Wednesday, January 20, 2016

Work at CHM, new lift cart and continued work on SAC Interface logic

I had ordered up a cart with hydraulic lift, having seen the lifts used by some fellow enthusiasts, to handle the disk and tape drives that typically weight between 50 and perhaps 100 pounds each. I found a low price version at Harbor Freight, gambling that the sometimes shoddy quality of their products.

The box arrived all twisted up because the packaging was totally inadequate to ship a heavy metal cart like this, with the rolling wheels poking out of torn holes in the bottom of the carton. I found it missing two bolts which had obviously fallen out of the breached cardboard, but they are standard bolts I can pick up. Otherwise, it works fine.


I put in more time on two tasks - carefully thinking about the new flow of the 12 word transactional engine, and filtering some of the remaining 'false alarm' warnings from the Xilinx software. Still not ready to test on the machine until I have a decent level of comfort that the basic code should work right.

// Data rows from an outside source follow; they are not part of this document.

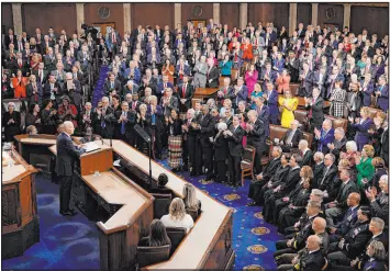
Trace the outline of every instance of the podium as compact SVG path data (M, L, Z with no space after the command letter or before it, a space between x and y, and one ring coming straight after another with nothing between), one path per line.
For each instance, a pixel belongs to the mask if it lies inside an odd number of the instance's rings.
M1 259L9 259L22 256L40 241L37 170L12 149L2 153L1 171Z
M49 150L57 153L56 146ZM111 147L100 145L80 156L71 196L81 213L98 221L101 270L133 270L138 240L153 221L154 197L113 168ZM103 213L99 218L98 208Z

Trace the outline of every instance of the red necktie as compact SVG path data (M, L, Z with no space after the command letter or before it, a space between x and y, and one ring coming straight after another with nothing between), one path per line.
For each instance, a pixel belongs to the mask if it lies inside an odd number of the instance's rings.
M187 87L187 86L186 86L186 83L185 83L185 84L182 86L182 92L181 92L181 93L182 93L182 98L186 97L186 87Z

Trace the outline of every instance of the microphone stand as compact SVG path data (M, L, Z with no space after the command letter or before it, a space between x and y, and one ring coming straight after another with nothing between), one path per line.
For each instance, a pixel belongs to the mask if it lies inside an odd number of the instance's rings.
M134 129L148 145L149 176L147 179L148 179L149 188L153 189L154 185L153 185L153 181L152 181L152 137L138 124L135 124Z

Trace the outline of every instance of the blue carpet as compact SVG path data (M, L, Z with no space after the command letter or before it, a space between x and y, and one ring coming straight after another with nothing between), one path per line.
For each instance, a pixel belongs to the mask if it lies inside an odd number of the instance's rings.
M160 162L167 167L167 161ZM168 168L168 167L167 167ZM233 208L233 246L236 252L235 269L264 267L275 270L272 253L280 239L277 228L261 218L261 207L246 206L250 200L245 185L232 189L219 183L202 184L202 177L180 176L197 188ZM3 269L99 269L99 233L94 222L82 214L66 217L58 214L59 187L43 174L36 178L41 241L23 256L3 260ZM256 270L256 269L255 269Z
M169 169L167 160L160 165ZM221 203L233 208L233 248L236 253L235 270L258 270L259 267L268 271L276 270L274 261L275 242L281 239L277 227L266 223L261 216L260 206L246 206L249 180L244 187L233 189L220 183L202 184L204 177L192 178L189 172L178 173L198 189L204 191Z
M38 174L35 182L40 242L21 257L3 260L2 269L99 269L99 233L96 223L80 213L74 217L60 215L59 185L43 174Z
M109 72L109 70L110 70L109 66L102 65L100 67L97 86L94 87L93 92L92 92L92 101L91 101L91 103L92 103L93 108L96 108L98 105L98 102L100 101L100 99L102 97L104 97L103 86L104 86L104 82L105 82L107 72Z

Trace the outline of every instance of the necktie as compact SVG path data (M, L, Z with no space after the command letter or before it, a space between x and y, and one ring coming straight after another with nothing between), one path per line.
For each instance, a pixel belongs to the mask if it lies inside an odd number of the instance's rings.
M126 116L126 113L123 112L123 115ZM121 125L121 134L123 135L124 132L126 132L126 127L125 127L126 123L124 121L122 121L122 125Z
M186 97L186 88L187 88L187 83L185 83L185 84L182 86L182 98Z

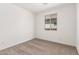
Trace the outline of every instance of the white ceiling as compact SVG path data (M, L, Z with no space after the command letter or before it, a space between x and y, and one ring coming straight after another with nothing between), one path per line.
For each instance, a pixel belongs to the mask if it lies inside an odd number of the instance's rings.
M53 8L62 3L15 3L15 5L25 8L33 13L38 13L49 8Z

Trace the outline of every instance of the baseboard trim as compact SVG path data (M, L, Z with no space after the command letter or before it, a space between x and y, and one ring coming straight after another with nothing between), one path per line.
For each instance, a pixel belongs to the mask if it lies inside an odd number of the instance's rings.
M68 44L64 44L64 43L59 43L59 42L55 42L55 41L50 41L50 40L46 40L46 39L41 39L41 38L36 38L36 39L40 39L40 40L45 40L45 41L49 41L49 42L53 42L53 43L57 43L57 44L61 44L61 45L66 45L66 46L71 46L71 47L75 47L76 46L73 46L73 45L68 45Z

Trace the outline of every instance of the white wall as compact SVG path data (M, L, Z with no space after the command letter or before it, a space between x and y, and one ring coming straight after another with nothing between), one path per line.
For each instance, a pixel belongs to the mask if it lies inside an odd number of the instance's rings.
M57 31L44 30L45 15L57 13ZM75 46L76 5L70 4L39 13L36 19L36 37Z
M77 50L79 53L79 4L77 4Z
M0 4L0 50L33 37L33 14L12 4Z

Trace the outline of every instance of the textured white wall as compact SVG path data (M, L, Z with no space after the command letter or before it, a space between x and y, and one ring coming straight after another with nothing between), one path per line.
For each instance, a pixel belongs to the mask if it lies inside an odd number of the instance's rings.
M57 31L44 30L45 15L57 13ZM75 46L76 5L66 5L39 13L36 19L36 37Z
M77 50L79 53L79 3L77 4Z
M0 50L34 37L34 15L12 4L0 4Z

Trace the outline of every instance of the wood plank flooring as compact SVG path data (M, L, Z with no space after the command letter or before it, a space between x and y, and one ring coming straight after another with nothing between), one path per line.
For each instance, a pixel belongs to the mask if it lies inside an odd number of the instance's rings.
M78 55L75 47L41 39L28 42L0 51L0 55Z

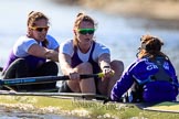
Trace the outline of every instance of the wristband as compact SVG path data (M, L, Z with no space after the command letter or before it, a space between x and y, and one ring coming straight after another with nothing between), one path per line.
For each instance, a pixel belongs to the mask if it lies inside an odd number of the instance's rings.
M103 68L110 68L110 66L103 66Z

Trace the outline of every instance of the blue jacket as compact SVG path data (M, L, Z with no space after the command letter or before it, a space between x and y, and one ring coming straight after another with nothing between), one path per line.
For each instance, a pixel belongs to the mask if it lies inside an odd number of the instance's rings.
M178 95L178 79L176 71L169 61L165 61L162 68L167 75L170 76L171 82L155 80L148 82L143 86L144 101L171 101L176 100ZM150 62L148 58L135 61L123 73L120 79L116 82L112 89L112 100L119 100L122 96L137 82L138 84L145 83L150 76L154 76L159 71L159 67Z

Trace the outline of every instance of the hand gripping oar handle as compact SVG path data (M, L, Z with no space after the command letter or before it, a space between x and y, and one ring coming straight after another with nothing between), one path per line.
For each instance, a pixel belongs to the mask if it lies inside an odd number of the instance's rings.
M102 73L98 74L83 74L81 79L86 79L91 77L103 77ZM13 78L13 79L0 79L0 86L13 86L13 85L28 85L28 84L40 84L40 83L51 83L57 80L67 80L69 76L41 76L41 77L27 77L27 78Z

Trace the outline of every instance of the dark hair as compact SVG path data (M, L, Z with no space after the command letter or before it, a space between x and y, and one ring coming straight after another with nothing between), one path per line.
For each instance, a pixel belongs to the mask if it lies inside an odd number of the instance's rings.
M94 28L97 26L97 23L90 15L87 15L87 14L85 14L83 12L80 12L76 15L76 20L74 22L73 30L77 30L81 22L84 22L84 21L85 22L91 22L94 25ZM76 37L76 35L74 36L74 40L73 40L73 46L74 46L74 48L76 48L76 46L77 46L77 37Z
M164 42L152 35L146 34L140 37L141 46L139 47L139 53L137 54L138 58L149 57L154 60L157 56L162 56L167 60L168 56L161 52L161 46Z
M48 21L49 23L49 18L43 14L42 12L35 12L35 11L31 11L28 15L28 26L35 26L35 21L44 19Z
M35 11L31 11L29 14L28 14L28 28L29 26L35 26L35 21L38 20L41 20L41 19L44 19L48 21L49 23L49 18L43 14L42 12L35 12ZM46 45L49 44L48 40L45 39L43 42L42 42L42 45L46 47Z

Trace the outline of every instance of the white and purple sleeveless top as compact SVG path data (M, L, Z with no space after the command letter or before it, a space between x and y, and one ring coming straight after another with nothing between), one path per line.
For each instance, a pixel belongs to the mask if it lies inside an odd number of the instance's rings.
M60 46L57 41L51 35L46 35L46 40L49 42L49 44L45 46L46 48L55 50ZM13 45L8 63L6 64L3 71L7 71L9 65L17 58L27 60L28 65L32 69L35 68L40 62L44 63L46 61L45 58L36 57L28 53L28 50L33 44L39 44L40 46L42 46L42 43L38 43L34 39L28 37L27 35L20 36L15 42L15 44Z
M94 44L93 44L94 45ZM92 51L92 47L93 45L91 46L90 51L87 53L82 53L78 48L76 51L77 55L78 55L78 58L82 61L82 62L88 62L88 58L90 58L90 54L91 54L91 51ZM73 40L67 40L63 43L61 43L61 47L60 47L60 52L61 53L64 53L64 54L67 54L70 55L71 57L74 55L74 48L73 48ZM93 50L93 54L92 54L92 58L94 62L97 63L98 61L98 57L104 54L104 53L107 53L107 54L110 54L110 51L108 47L106 47L105 45L98 43L98 42L95 42L95 46L94 46L94 50Z

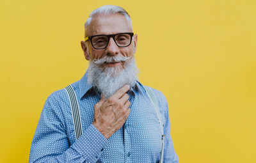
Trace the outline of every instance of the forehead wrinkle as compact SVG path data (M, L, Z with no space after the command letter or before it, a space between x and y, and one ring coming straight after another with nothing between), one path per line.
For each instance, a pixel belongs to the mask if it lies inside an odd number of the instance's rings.
M99 15L93 17L91 23L85 29L84 35L85 36L88 36L123 32L133 32L132 27L125 16L121 14L108 16Z

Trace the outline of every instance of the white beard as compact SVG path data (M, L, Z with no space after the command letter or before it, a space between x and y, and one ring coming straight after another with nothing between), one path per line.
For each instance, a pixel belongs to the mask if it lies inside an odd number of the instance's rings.
M125 84L132 87L137 80L138 70L133 56L130 60L127 60L129 58L118 56L105 58L90 62L88 82L96 87L105 98L108 99ZM120 66L107 66L103 68L102 64L104 63L104 61L107 63L123 61L124 69L120 70Z

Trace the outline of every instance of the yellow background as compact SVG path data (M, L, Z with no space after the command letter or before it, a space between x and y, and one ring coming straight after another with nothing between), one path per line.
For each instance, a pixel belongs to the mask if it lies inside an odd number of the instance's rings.
M0 162L28 162L44 104L80 79L89 13L123 6L140 80L169 104L180 162L256 162L256 1L1 1Z

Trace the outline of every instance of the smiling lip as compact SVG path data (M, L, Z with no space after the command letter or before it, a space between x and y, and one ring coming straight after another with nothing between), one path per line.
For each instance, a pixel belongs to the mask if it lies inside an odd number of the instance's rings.
M121 62L115 62L115 63L106 63L108 66L118 66L121 64Z

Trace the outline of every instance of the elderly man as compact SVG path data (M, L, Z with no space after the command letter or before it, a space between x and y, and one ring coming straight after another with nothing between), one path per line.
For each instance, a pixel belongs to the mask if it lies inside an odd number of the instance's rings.
M29 162L179 162L167 102L137 79L137 35L124 8L93 11L81 42L83 78L45 102Z

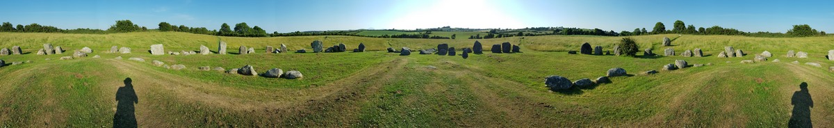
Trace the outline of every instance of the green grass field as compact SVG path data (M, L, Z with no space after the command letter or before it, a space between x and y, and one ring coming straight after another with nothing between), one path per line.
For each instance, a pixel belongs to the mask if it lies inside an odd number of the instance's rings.
M8 64L32 61L0 68L0 127L111 127L120 126L123 120L134 120L139 127L786 127L791 118L807 120L815 127L834 126L834 73L827 69L834 61L825 58L834 49L834 37L631 37L641 49L652 48L656 54L662 54L666 48L677 54L700 48L706 55L702 58L569 54L566 51L578 51L585 42L610 50L621 37L562 35L478 39L487 51L468 59L416 53L399 56L384 51L389 47L436 48L439 44L471 48L475 41L457 36L414 39L219 38L171 32L0 33L0 48L21 46L25 54L0 59ZM674 46L661 46L663 37L674 38ZM167 51L197 51L205 45L217 52L219 39L229 44L229 54L147 52L156 44L164 44ZM363 43L368 51L264 53L265 46L281 44L291 51L309 51L313 40L322 40L325 47L344 43L349 49ZM503 42L520 45L523 53L488 51L492 44ZM67 53L35 55L47 43ZM255 48L256 54L236 54L240 45ZM105 54L111 46L130 47L133 54ZM748 54L717 58L724 46ZM93 53L86 58L58 59L83 47L92 48ZM766 62L740 63L764 50L774 56ZM807 52L809 58L786 58L788 50ZM114 59L117 56L123 59ZM128 60L132 57L146 61ZM713 65L660 69L676 59ZM156 67L153 60L187 69ZM791 63L795 60L800 64ZM807 62L822 68L804 64ZM246 64L259 73L279 68L299 70L304 77L271 79L197 69L229 69ZM633 76L558 92L544 84L548 75L595 79L615 67ZM660 73L641 74L651 69ZM800 91L803 83L806 92ZM133 88L125 88L128 84ZM124 97L123 90L133 91L127 95L136 99L117 101ZM115 116L117 113L134 116Z

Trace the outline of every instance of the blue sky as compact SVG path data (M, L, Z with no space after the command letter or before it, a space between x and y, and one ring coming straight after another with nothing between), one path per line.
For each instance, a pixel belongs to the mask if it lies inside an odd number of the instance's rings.
M675 20L742 31L794 24L834 31L834 1L754 0L23 0L3 1L0 22L106 29L130 19L219 29L245 22L267 32L359 28L576 27L631 31Z

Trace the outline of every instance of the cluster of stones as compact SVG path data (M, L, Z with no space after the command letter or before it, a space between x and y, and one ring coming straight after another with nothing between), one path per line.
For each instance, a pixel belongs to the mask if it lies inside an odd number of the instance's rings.
M626 76L628 75L626 69L622 68L612 68L605 72L605 76L600 76L596 78L595 80L590 80L588 78L580 79L576 81L570 82L570 79L567 78L559 76L559 75L550 75L545 78L545 86L552 91L559 91L562 90L568 90L571 87L579 88L587 88L594 84L610 84L611 80L608 77L616 77L616 76Z

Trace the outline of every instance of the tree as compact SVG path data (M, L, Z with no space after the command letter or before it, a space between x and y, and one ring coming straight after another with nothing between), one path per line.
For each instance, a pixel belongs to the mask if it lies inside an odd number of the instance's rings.
M663 33L666 32L666 26L663 25L663 23L657 22L655 23L655 28L651 30L651 33Z
M686 24L683 23L683 21L676 20L673 25L672 32L674 33L683 33L686 30Z
M635 57L640 51L640 46L631 38L623 38L620 40L620 53L626 56Z
M159 23L159 31L162 32L171 31L171 23L168 23L166 22Z

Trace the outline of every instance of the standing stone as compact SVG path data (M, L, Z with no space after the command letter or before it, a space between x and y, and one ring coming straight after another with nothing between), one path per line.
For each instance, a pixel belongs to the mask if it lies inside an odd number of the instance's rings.
M663 46L671 46L672 41L669 39L669 37L663 37Z
M455 53L455 47L450 47L448 52L449 53L447 53L447 54L449 56L455 56L455 55L457 54Z
M254 75L258 74L258 72L255 72L255 68L252 67L252 65L245 65L238 69L238 74L244 75Z
M663 55L664 56L675 56L675 49L673 49L671 48L666 48L666 50L663 50Z
M829 51L828 53L831 53L831 51ZM761 52L761 54L761 54L761 56L765 56L765 57L768 57L768 58L769 57L773 57L773 54L771 54L771 52L768 52L768 51Z
M686 68L686 66L689 66L689 64L686 64L686 60L675 60L675 66L683 69Z
M695 49L692 54L695 54L695 57L704 57L704 52L701 52L701 49Z
M264 73L264 74L261 75L269 78L279 78L281 77L281 74L284 74L284 70L278 68L273 68L272 69L267 70L266 73Z
M728 58L736 57L736 49L733 49L732 46L724 47L724 52L727 54Z
M588 43L582 44L582 49L579 50L580 54L590 54L594 49L590 48L590 44Z
M438 55L446 55L448 52L449 52L449 44L437 44Z
M88 47L84 47L84 48L81 49L81 52L90 54L90 53L93 53L93 49L91 49L90 48L88 48Z
M151 45L151 54L153 54L153 55L163 55L163 54L165 54L165 49L163 48L162 44L153 44L153 45Z
M55 54L63 54L63 48L61 48L61 46L55 46Z
M211 51L208 50L208 47L200 45L200 54L211 54Z
M558 91L560 90L570 89L570 86L573 86L573 83L570 83L570 80L567 78L559 75L550 75L545 78L545 85L552 91Z
M690 51L688 49L686 51L683 51L683 54L681 54L681 56L683 56L683 57L692 57L692 51Z
M808 58L808 53L802 52L802 51L796 52L796 58L807 59Z
M484 47L480 45L480 42L475 41L475 45L472 45L472 53L475 54L484 54Z
M23 54L23 51L20 50L20 46L13 46L12 47L12 54Z
M217 54L226 54L226 42L221 40L217 45Z
M265 50L266 50L265 53L267 53L267 54L275 53L275 49L272 48L272 46L266 46L266 49Z
M411 49L409 49L408 47L403 47L403 49L399 49L399 55L410 55L410 54L411 54Z
M249 50L249 49L246 49L246 46L240 45L240 47L238 48L238 54L249 54L249 52L247 52L246 50Z
M313 41L313 43L310 43L310 46L313 47L313 53L321 53L324 52L322 50L324 50L324 45L322 44L321 41L319 40L314 40Z
M118 49L118 52L122 54L130 54L130 48L122 47L121 49Z
M501 54L501 44L493 44L490 50L493 54Z
M110 54L118 53L118 47L117 47L117 46L110 47L110 50L108 51L108 53L110 53Z
M55 49L53 49L52 44L43 44L43 51L46 52L47 54L55 54Z
M359 48L356 49L356 52L364 52L364 44L359 43Z

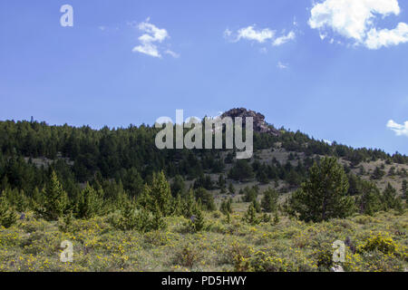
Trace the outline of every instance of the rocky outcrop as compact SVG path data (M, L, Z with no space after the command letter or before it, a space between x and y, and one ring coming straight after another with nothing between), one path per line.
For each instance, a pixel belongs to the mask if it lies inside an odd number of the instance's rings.
M276 130L275 128L273 128L271 125L267 124L265 121L264 115L251 110L247 110L245 108L231 109L224 112L220 117L221 118L231 117L232 119L241 117L243 125L245 125L246 123L247 117L252 117L254 120L254 131L259 133L268 133L275 136L278 136L280 134L280 132L277 130Z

The other task I worked on was completing the local (fpga) handling of skip, space, accurate time simulation and all that goes with it, leaving the PC side with only the need to fetch print lines, translate them to ASCII and write to a PC file. It doesn't have to handle anything beyond XIO Init Write (to print a line) and receiving the number of blank lines to insert as a consequence of any space or skip commands that were handled locally in the fpga.


I stopped by the Computer History Museum at midday to fix a power supply that was giving others a problem. It was one of a pair of units that each provide 20A of -12V filtered power. The challenge was that this unit was the earlier version while we only have schematics for the successor version. Quite a bit different - 10 power transistors versus 6 on the newer unit, major restructuring of the overvoltage (crowbar) circuit, and other changes.

After I sorted out some of the differences I came to see that the voltage regulator circuit needs a reliable -6V reference voltage in order to set the output voltage to the target of -12. It also needed a good load to test. We had some power sources which gave me the -6V reference, but sinking 20A of power was a challenge.

We have a resistor box that has four 50 ohm and four 3 ohm resistors that can be individually switched in and out of the circuit. With all eight switched in, the box has a resistance of .675 ohms and will draw 17.777A at the -12V output of the power supply. Not the full 20A but not too far from it, particularly since the real application in the 1401 computer doesn't deliver exactly 20.0 amps.

After figuring this out and some work, I had it adjusted to deliver -12V under load and the output voltage didn't vary more than a few hundredths of a volt between 4 and 17.777 A of load. I put the oscilloscope on the load to test the ripple and noise from the power supply. Setting the scope down to its most sensitive setting, 5mv per division, I saw essentially zero ripple. The line wasn't ruler flat but it appeared that the fluorescent lights above were coupling to the probe cable to cause the microvolts of noise, not any AC supply related ripple.